Table of Contents
In this blogpost we will have a look at methods for compressing and reducing deep neural network models in size.
The simple fact that bigger and deeper is better for training, leads to models that take up quite some space in memory.
However, most of the time one is limited when it comes to memory.
Either it is the budget on hardware or more recently developing models for mobile devices is becoming more and more popular.
Another important point for deploying neural networks in applications is inference time.
In general, larger models also mean longer inference time.
Fortunately, deep neural networks learn a lot of redundant parameters and several methods are under research for compressing trained models without loss in accuracy.
compression, pruning, quantization, Hoffman encoding, distillation, teacher model
From a very practical point of view, downloading a new image recognition model via some app store is usually limited to some MB.
And even if you have your model running on your mobile device the model size determines what kind of memory unit can be used and respectively how much energy is consumed by the processing unit, whether it is a CPU, GPU or mGPU.
The before mentioned redundancy in the weights of trained deep neural networks allows for a number of compression methods which we are going to discuss.

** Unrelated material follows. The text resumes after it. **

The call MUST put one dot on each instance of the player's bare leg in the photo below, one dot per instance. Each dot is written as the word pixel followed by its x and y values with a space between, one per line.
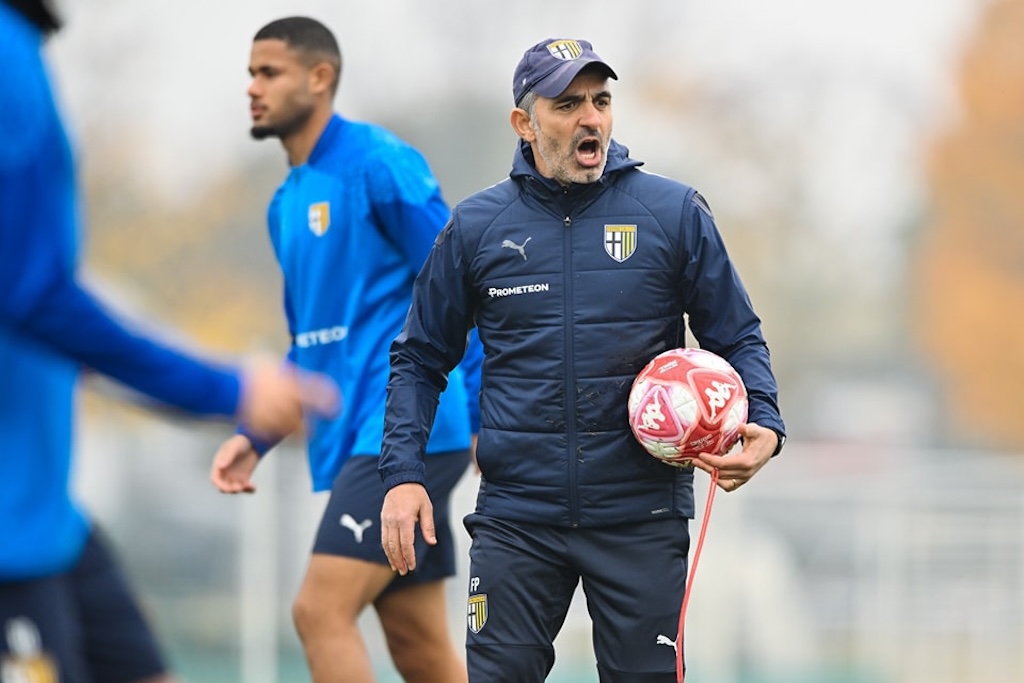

By analogies with the development of the human brain a method called pruning tries to reduce the number of parameters of trained neural networks.
The human brain forms a huge number of synapses after birth until the first year.
However, by the age of 10 this number shrinks again to roughly its half.
This makes it plausible to assume that a lot of connections are no longer needed after the brain has learned a certain number of tasks, like speaking and so on.
Pruning hence tries removing redundant connection between neurons in neural networks, even getting rid of some neurons and sharing weights among the rest.
In general, this allows compression rates up to 10x without loss of accuracy for both deep convolutional and recurrent neural networks.
Looking at individual layers, fully connected layers can be pruned up to 96% of its parameters and convolutional ones typically around 60%.
For the MNIST data set one finds that pruning mostly happens at the borders of the image since the numbers are mostly located in the center.
Retraining and regularizing the parameters of models after applying pruning is vital to maintaining their accuracies.
Another compression method is known by the name of quantization and basically deals with the way numbers are stored during computation.
In the beginning of neural networks high precision calculation with floating point numbers were required to preserve accuracy.
Typically all modern deep learning frameworks use 32bit float for storing parameters and input numbers during computation.
However, recent results seem to indicate that inference is stable for lower precession and even training low precession models seems to be in reach.
The way quantization works on high precession models is by clustering weights according to their values and then generating a code book.
The code book stores cluster indices for the respective weight together with low precession values, called centroids.
8bit fixed point format seems to be a lower bound for now.
The results for image recognition models like AlexNet or VGG16 show that for 8/5bit fixed point quantization no loss in accuracy appears and small losses can be achieved for 8/4 and even 4/2bit.
Additionally, quantization works together with pruning and therefore even higher compression rates can be achieved.
From an information theoretic point of view cluster indices and centroid values can even be encoded more efficiently with Hoffman encoding, where more common indices or values get fewer bits and less common ones more.
Overall applying pruning, quantization and Hoffman encoding then leads to remarkable compression rates of 35x for AlexNet and 49x for VGG16.
Retraining models after applying pruning or quantization is of great importance as mentioned earlier.
Another method that relies on retraining is called distillation.
Distillation tries to transfer the knowledge of a trained model, called teacher model, to an untrained student model with fewer parameters.
The training procedure for the student model can be optimized by using the teacher model’s probabilities as soft targets instead of the one-hot targets present in the data.
The soft targets contain additional information about the similarity between classes and the variance in gradients during training hence gets reduced which helps the student model to learn faster.
In the near future we will see more and more models making use of compressing methods to fit into small memories of mobile devices or to reduce energy costs for big data centers.